Antony Brydon
Venture Advisor
An avid rower and cyclist, Antony originally came to Silicon Valley via a cross-country bike ride for charity. While at Yale University, Antony founded the Habitat Bicycle Challenge, a cross-country cycling non-profit that raised money for low-income housing. It was one of those rides that brought him from New Haven to Silicon Valley where he eventually co-founded and/or led four different companies that were acquired, two by public companies.
“I thought that carrying all my gear on a bike across The Rockies might be the hardest thing I’d ever do,” laughs Antony. “Then I arrived in San Francisco and started working on startups.”
His ventures have focused on consumer and enterprise social platforms, from the first digital music company to publish audio on the web, to a corporate social networking platform, to a mobile health and fitness app. Most recently, he co-founded Directly, an AI-powered customer service platform that was acquired by Movate.
“When I’m working on a company or advising an entrepreneur, the two things that loom largest for me at the highest level are mission and metric.”

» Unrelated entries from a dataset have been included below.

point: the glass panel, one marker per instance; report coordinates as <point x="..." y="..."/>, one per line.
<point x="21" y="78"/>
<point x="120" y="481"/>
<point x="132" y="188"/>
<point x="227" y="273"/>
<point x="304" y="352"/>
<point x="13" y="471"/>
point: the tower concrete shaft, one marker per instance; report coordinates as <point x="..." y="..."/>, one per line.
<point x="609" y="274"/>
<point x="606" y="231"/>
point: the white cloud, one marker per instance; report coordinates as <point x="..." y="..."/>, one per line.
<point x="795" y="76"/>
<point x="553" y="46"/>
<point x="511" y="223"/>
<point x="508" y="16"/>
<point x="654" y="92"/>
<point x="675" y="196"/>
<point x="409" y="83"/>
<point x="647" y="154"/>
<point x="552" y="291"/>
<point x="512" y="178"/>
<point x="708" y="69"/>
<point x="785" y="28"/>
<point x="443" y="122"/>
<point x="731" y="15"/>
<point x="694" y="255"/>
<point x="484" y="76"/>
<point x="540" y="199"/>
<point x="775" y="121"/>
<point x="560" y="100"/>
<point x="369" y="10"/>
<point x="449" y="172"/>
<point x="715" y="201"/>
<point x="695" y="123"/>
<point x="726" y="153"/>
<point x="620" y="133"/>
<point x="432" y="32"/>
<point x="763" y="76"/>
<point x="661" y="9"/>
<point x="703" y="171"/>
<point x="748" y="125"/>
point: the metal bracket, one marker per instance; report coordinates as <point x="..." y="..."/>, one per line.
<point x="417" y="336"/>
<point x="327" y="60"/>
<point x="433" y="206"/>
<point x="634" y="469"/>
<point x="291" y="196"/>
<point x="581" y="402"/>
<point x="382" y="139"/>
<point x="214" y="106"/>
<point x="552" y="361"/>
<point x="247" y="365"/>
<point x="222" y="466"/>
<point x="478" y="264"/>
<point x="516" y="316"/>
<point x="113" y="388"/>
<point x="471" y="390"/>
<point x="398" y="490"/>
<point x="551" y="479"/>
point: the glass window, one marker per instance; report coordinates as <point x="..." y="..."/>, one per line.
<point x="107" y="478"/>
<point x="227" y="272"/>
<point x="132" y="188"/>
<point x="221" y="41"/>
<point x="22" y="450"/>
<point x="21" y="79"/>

“The mission describes the change you want to see in the world, and the metric describes how well you’re delivering that change. As an entrepreneur, you need to have confidence that the mission will be enduringly important and personally meaningful because you’ll be living it for the next 10 years,” says Antony. “With the metric, you need a quantifiable way of measuring that progress and concurrently building a great business. It’s a conversation about True North, and it’s always one of the first conversations I have with my co-founder when we look at building another venture, or with any entrepreneur I’m advising.”

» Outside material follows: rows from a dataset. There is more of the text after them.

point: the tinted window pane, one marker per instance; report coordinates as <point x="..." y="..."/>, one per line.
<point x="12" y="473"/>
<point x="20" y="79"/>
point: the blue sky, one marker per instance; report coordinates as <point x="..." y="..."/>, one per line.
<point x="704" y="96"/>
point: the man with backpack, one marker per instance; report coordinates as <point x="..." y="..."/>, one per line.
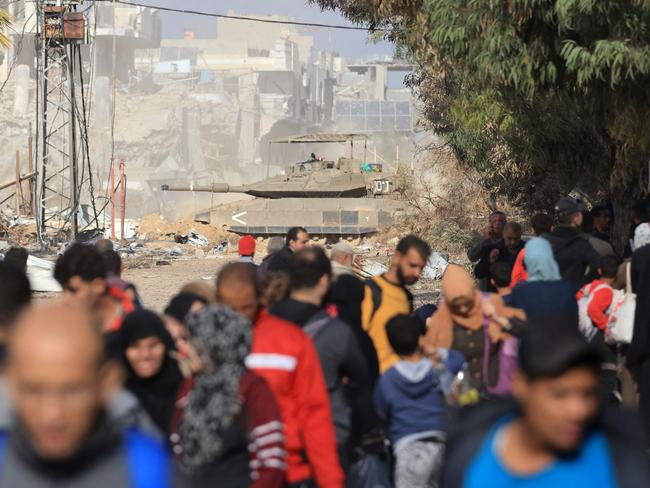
<point x="60" y="382"/>
<point x="285" y="357"/>
<point x="338" y="349"/>
<point x="594" y="303"/>
<point x="387" y="295"/>
<point x="576" y="257"/>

At AI Fund, Antony works with founders to build a sustainable development plan to grow and methodically scale their companies.

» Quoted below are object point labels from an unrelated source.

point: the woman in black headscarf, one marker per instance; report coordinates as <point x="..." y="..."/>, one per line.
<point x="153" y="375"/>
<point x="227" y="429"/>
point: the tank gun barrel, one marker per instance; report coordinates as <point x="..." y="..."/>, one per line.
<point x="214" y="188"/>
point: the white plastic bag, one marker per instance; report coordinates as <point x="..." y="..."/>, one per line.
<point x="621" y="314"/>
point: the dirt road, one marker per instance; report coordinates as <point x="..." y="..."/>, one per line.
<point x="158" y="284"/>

“There is an indigenous group in Mexico called the Tarahumara and they are known for long-distance running abilities. Their philosophy is, ‘don’t take one step when you can take three smaller steps,’” says Antony. “And that is a good mindset for building a company too: It’s smart to look for the rare opportunity to take huge leaps, but if you build a cadence of really small steps one after the other,you go a lot farther than you would otherwise. From an operating perspective, you break it down and make the steps easier so you’re not constantly exhausting yourself and instead you can just keep motoring on. Otherwise you won’t have the same progress and momentum and more often than not, you waste your time and end up with nothing to show for it.”